The BBC during the Second World War
Untitled Document

 

BBC During World War 2

By Jack Courtez

On the outbreak of war, the BBC’s television service was closed. The closure of the television service gave extra importance to the news bulletins on BBC radio which had been broadcast daily since 1922. Britain, her empire and occupied territories reliance on the BBC was only eased by overseas stations and the news press. The most notable events of WW2 were covered by a new generation of reporters such as Richard Dimbleby, who followed the British Expeditionary Force through France and was the first to report the atrocities that took place at Belsen concentration camp*. Speeches by King George VI, Winston Churchill and other leading figures were also a common component of the BBC’s radio service.

During conflict and crisis nations require the support of their citizens.

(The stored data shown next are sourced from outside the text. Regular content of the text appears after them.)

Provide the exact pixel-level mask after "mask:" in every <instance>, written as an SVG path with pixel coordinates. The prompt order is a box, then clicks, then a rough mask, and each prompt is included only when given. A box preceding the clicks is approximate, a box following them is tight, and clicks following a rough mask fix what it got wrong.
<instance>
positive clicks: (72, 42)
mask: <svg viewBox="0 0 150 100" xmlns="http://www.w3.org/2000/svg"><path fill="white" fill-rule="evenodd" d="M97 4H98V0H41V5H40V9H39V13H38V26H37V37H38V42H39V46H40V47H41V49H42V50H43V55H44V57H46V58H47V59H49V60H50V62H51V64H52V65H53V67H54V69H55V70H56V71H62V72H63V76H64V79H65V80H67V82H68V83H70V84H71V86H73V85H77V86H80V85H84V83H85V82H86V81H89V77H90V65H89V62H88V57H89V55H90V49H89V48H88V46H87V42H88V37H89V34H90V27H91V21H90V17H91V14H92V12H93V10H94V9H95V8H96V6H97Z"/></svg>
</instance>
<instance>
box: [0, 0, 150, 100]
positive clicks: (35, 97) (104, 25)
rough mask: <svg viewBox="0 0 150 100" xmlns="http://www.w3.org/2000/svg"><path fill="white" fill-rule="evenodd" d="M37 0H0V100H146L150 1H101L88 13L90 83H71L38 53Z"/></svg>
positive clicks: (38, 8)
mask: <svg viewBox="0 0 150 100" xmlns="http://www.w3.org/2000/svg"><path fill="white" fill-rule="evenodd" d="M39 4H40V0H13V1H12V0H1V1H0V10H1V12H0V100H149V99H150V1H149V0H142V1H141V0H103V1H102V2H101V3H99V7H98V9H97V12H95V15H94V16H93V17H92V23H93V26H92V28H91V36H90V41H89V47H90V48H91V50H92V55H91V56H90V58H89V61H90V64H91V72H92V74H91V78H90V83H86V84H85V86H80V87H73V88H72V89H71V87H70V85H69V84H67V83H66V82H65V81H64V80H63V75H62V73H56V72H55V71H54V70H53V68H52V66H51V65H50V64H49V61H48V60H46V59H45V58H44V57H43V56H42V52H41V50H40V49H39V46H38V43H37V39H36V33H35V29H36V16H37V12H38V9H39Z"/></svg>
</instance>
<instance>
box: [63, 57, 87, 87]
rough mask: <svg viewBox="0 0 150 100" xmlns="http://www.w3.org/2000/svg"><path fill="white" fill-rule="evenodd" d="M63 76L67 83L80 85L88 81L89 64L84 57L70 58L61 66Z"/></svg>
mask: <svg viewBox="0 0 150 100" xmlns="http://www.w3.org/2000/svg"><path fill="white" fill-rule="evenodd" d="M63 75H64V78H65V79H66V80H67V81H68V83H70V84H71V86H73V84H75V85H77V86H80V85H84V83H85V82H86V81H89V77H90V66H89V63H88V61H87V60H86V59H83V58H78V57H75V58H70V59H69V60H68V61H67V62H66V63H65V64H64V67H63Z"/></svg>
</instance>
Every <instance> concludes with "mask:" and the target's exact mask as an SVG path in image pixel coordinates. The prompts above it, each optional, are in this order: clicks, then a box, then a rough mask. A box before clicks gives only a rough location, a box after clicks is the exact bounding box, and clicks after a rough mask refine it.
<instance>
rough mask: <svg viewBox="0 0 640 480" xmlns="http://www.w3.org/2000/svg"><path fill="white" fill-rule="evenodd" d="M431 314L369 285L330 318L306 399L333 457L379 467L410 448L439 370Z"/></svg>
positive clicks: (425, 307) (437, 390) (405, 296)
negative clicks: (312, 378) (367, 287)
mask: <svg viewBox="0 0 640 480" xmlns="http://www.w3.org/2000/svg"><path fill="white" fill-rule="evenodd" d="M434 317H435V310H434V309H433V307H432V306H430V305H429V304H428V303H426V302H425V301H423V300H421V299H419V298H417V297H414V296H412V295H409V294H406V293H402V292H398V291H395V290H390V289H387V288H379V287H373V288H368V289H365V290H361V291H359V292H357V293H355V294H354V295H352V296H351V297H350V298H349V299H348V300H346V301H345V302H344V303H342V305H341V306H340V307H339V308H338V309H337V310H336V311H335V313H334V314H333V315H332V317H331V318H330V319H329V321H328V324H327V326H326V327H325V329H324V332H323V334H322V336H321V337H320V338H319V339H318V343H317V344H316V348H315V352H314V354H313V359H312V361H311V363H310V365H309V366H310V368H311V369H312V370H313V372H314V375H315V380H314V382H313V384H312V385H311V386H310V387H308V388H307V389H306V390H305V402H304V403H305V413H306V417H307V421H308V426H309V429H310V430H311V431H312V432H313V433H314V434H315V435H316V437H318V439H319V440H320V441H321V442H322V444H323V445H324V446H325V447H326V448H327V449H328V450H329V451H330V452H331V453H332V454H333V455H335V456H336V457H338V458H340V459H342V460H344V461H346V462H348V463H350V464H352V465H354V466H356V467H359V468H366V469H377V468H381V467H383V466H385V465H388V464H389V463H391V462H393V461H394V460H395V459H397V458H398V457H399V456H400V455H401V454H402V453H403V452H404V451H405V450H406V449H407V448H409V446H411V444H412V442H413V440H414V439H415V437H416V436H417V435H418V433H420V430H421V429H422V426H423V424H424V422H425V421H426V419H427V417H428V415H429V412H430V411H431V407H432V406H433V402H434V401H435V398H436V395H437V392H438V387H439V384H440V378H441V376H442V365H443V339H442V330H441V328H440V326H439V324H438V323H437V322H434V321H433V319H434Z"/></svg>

Unfortunately for the British government in the 1930’s there was strong public distain for war and support for pacifism. So how did the British government achieve such strong support so quickly? The BBC’s radio broadcasts helped to unite, inform and boost the morale of Britain, her colonies and occupied territories. Coupled with strict censorship both internally and from the Ministry of Information, the British government was content that the information supplied by the BBC would not negatively impact on morale or support. However, the BBC was careful to protect its image by avoiding the publication of black, grey or dirty propaganda by only publishing very mild white propaganda such information based on facts with a slight slant, for instance in response to Hitler’s final peace offering, Future MI6 agent Sefton Delmer* declared this over BBC radio “we here in Britain hurl it back at him into his evil smelling teeth.” Whilst Britain did reject the peace offering, the portrayal of Britain's attitude helped rally people through giving Britain the appearance of strength which her forces did not have.

Under the strain of intensive bombing, the infrastructure of cities was close to collapse at certain points during the war. This meant the spread of information and communication was slow or impossible due to roads blocked by rubble, by downed telegraph poles and by fuel rationing. Therefore radio was a suitable solution in spreading information quickly and to the majority of the population when needed. An example of the BBC’s role in communication can be found in a broadcast made on the 27th of July 1941 where a mother in England is able to have a conversation with her daughter in Canada***. However, this is a rare occurrence and mostly elitist as only the rich could afford to send their children abroad. Perhaps this may serve as more of a morale boosting exercise than a substitute for direct communication such as phone calls or letters communication.
More subtly there was a form of communication from the BBC’s Radio towers to occupied France. Encoded poems and messages were critical in organising resistance by the SOE (Special Operations Executive) and their French counterparts.